Ball screw assemblies are used in several applications where extremely accurate positioning is desired. Essentially, a screw member having a groove at an external surface is received within an internal bore of a nut, wherein the internal bore has a mating internal groove extending between first and second ends. Ball bearings are received between the grooves in the screw and the nut. The screw or the nut is rotated relative to the other, and the non-rotated member moves axially relative to the rotated member. As the nut moves relative to the screw, the ball bearings move within the grooves. A return tube is positioned at one end of the internal groove within the nut and communicates balls from that end to the other end of the groove in the nut. Thus, as the member moves, the ball bearings move within the helical grooves between the nut and the screw and are returned from a first end of the internal groove in the nut to the second end through a return tube.

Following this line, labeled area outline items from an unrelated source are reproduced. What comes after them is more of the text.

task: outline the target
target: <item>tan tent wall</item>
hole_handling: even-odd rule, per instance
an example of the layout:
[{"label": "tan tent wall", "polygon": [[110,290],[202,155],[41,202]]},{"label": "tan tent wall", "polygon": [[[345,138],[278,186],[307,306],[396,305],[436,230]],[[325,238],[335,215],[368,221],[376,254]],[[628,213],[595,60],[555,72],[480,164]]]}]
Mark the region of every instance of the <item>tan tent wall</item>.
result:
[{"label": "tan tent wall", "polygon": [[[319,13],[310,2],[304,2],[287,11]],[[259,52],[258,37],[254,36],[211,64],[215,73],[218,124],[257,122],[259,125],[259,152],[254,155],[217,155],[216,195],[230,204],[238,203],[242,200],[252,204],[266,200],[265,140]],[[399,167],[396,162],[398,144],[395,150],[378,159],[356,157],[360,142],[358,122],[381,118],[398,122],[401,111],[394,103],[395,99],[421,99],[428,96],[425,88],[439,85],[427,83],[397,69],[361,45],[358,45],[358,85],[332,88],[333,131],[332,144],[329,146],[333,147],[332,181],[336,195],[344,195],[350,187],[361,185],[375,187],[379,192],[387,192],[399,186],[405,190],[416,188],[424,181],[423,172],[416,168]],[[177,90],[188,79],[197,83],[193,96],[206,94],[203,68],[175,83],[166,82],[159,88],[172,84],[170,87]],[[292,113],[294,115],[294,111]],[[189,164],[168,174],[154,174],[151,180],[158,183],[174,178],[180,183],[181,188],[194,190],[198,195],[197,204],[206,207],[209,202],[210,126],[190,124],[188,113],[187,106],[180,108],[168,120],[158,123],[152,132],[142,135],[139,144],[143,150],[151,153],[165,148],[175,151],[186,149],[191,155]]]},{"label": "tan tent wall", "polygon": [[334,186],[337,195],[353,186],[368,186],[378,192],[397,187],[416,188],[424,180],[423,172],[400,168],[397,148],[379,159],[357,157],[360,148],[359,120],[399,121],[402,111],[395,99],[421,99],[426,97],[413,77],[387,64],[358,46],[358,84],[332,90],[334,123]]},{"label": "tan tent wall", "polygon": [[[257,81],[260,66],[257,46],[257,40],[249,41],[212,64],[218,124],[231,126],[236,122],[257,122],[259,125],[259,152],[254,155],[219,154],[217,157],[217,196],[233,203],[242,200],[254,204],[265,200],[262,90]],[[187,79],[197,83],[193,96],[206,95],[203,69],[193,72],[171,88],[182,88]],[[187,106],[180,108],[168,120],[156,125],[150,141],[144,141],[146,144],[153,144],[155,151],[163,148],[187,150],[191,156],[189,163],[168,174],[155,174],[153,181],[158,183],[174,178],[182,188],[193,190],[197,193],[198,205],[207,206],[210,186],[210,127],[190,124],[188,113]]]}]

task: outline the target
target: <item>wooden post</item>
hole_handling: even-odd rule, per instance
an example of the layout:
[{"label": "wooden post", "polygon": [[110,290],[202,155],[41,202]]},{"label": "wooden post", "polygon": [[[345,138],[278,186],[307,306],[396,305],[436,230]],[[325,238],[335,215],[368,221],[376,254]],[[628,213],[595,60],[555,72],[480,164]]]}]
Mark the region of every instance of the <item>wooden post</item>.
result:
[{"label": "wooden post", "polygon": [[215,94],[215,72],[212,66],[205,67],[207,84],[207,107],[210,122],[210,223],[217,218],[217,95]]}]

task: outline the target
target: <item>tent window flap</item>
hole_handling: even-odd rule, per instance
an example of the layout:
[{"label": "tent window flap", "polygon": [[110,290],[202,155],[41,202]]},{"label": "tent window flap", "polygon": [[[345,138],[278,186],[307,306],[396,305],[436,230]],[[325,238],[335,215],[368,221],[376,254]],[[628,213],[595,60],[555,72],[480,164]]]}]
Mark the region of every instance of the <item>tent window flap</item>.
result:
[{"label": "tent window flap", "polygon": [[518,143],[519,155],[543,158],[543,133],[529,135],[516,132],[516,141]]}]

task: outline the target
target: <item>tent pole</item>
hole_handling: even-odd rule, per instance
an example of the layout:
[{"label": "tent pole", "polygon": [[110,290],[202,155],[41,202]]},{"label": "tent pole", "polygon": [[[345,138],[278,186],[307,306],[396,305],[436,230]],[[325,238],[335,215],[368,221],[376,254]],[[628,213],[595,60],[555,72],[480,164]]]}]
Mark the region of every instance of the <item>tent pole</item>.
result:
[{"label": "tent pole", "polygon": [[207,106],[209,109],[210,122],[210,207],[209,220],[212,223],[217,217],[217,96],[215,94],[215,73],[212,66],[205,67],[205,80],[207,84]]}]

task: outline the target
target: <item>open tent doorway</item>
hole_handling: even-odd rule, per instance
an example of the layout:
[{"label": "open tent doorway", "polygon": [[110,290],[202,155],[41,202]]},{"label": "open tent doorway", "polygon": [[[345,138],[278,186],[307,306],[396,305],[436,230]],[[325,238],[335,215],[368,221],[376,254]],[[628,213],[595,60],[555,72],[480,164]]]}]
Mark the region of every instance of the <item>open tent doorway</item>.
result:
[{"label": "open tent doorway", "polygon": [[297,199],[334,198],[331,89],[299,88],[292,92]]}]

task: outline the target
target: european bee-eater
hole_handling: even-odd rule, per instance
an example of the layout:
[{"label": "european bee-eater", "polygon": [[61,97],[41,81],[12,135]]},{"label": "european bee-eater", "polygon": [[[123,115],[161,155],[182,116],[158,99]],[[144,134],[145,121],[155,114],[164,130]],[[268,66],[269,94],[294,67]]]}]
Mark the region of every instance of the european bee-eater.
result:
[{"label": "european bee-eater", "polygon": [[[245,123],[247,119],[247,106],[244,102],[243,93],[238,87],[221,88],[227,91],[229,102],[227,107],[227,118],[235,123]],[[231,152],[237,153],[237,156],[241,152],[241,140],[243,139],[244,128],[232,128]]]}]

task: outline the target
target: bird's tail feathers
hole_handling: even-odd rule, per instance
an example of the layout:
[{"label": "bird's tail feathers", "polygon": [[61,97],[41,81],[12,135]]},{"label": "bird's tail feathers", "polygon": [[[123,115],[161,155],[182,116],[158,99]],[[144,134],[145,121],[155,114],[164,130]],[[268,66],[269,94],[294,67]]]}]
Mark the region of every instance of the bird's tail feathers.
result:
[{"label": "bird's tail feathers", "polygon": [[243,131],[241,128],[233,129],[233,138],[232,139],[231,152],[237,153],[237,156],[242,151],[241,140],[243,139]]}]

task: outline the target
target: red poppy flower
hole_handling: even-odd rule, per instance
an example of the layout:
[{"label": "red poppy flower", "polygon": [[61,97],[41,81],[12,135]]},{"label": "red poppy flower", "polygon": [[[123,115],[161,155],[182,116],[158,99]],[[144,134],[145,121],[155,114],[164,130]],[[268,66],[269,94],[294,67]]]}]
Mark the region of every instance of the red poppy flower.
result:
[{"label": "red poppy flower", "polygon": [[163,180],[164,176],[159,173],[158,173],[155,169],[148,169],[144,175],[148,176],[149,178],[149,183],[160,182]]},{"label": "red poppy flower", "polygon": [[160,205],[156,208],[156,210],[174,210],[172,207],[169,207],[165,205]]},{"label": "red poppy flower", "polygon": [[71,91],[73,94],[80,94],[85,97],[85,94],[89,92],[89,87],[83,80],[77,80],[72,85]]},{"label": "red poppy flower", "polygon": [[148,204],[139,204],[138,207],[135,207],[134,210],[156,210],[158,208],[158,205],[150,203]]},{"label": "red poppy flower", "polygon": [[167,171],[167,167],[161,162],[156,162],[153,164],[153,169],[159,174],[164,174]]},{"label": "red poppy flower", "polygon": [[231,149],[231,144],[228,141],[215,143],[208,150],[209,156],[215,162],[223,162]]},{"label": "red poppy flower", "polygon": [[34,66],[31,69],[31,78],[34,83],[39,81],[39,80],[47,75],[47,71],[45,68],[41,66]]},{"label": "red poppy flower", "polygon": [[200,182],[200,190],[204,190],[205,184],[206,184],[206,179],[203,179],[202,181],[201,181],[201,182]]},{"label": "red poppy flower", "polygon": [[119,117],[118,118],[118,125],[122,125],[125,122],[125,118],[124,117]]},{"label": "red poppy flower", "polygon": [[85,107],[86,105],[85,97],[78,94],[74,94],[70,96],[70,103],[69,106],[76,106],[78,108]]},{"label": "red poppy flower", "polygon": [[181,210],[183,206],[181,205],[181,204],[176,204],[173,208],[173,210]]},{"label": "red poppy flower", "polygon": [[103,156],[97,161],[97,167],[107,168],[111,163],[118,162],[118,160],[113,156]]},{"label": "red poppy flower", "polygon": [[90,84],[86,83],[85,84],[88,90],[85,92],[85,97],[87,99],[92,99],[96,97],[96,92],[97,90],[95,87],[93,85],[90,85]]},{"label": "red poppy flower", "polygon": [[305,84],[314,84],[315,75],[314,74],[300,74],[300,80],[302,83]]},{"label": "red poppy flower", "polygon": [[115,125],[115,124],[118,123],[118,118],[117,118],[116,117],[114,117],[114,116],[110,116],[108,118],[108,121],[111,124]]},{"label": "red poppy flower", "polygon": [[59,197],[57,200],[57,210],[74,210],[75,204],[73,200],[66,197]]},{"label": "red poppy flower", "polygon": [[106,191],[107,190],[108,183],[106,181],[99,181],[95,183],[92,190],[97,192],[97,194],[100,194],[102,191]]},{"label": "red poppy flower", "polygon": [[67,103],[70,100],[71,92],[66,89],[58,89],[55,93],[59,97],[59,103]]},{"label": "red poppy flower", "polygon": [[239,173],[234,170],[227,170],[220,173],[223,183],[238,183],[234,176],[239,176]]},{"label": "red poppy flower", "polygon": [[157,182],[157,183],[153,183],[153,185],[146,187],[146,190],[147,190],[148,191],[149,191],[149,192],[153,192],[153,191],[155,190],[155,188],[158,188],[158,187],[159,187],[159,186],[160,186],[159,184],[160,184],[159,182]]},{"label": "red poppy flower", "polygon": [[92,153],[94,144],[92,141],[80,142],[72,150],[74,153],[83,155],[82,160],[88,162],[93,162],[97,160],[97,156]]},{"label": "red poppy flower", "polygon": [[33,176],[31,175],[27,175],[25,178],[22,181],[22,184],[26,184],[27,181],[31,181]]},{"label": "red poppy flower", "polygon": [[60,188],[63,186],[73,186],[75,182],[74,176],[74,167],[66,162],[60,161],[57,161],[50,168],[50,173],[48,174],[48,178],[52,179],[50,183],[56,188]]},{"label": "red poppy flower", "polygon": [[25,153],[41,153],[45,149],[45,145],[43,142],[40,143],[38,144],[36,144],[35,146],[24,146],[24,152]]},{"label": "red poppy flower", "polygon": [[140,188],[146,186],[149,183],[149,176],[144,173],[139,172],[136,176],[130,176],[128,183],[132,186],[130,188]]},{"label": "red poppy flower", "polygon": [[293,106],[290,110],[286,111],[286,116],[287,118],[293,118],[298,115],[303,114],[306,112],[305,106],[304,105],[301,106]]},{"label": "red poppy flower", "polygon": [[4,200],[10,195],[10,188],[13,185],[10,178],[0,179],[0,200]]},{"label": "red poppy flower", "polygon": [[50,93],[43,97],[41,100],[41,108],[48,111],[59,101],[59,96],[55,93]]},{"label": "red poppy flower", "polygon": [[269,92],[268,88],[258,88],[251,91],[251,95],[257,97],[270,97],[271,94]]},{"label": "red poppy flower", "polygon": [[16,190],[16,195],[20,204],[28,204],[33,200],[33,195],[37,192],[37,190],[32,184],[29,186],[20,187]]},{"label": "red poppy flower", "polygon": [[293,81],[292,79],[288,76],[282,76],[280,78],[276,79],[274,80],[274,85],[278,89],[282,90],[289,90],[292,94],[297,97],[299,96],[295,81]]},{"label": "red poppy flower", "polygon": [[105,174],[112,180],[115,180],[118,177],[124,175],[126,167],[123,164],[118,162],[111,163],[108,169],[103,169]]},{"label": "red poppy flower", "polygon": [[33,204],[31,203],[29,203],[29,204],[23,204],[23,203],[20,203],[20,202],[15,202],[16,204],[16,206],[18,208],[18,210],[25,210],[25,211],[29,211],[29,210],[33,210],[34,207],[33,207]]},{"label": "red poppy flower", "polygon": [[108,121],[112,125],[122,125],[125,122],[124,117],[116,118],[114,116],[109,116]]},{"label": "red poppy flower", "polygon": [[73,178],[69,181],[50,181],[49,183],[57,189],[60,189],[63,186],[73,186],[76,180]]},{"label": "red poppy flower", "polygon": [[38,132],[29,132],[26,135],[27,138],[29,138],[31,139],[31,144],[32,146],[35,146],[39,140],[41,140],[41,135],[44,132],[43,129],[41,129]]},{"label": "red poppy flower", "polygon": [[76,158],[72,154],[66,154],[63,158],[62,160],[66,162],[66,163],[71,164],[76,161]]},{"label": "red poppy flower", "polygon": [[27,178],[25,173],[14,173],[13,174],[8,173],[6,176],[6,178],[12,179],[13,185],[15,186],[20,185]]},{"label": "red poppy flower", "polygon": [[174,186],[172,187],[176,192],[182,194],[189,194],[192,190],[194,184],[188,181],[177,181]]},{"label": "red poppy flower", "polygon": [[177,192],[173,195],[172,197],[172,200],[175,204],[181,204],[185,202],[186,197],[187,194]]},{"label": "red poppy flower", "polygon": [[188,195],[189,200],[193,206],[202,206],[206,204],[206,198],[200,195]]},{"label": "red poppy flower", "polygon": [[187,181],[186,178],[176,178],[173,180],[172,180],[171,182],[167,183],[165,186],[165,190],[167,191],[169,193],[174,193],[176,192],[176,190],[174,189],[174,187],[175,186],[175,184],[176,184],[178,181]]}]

In many prior art ball screw assemblies, ball bearings leaving the groove were subjected to an abrupt directional change as they entered the return tube. This was inefficient and resulted in noise and heat loss from the assembly.
An improved ball screw assembly is known in which the return tube comprises a major leg extending along an axis parallel to the axis of the screw and a pair of minor legs extending at an acute angle relative to the major leg, and communicating with the first and second ends of the internal groove at an angle parallel to the helix angle, and tangent to the helical groove at the end. Since the minor leg of the return tube is tangent to the helical groove, the ball bearing does not encounter any abrupt direction change and thus exits the groove and enters the return tube without the previously encountered noise or heat losses. Essentially, the minor leg is positioned such that a ball bearing exiting the end of the internal groove continues moving in the same direction as it enters the return tube. One such device is disclosed in U.S. Pat. No. 4,953,419, issued to the inventor of the present invention.
One potential limitation on the above-disclosed device is that the return tube normally has to be formed of two pieces in order for the two minor legs to each be inserted into the apertures in the nut. The helix angles at the first and second end of the internal groove tend to be in opposite directions, and thus the minor legs extend in opposed directions. Since the two minor legs extend in opposed directions, they cannot normally each be inserted into respective apertures if the return tube is formed of a single piece.
In some applications it is desirable to have one-piece return tube. A two-piece return tube may not be as structurally sound as a one-piece return tube. Further, the use of the two-piece tube requires additional steps in assembling the ball screw assembly.
For this reason it would be desirable to have a ball screw assembly in which minor legs enter the helical groove at an angle parallel to the helix angle and tangent to the helical groove at the ends of the groove, and wherein the return tube is a one-piece item.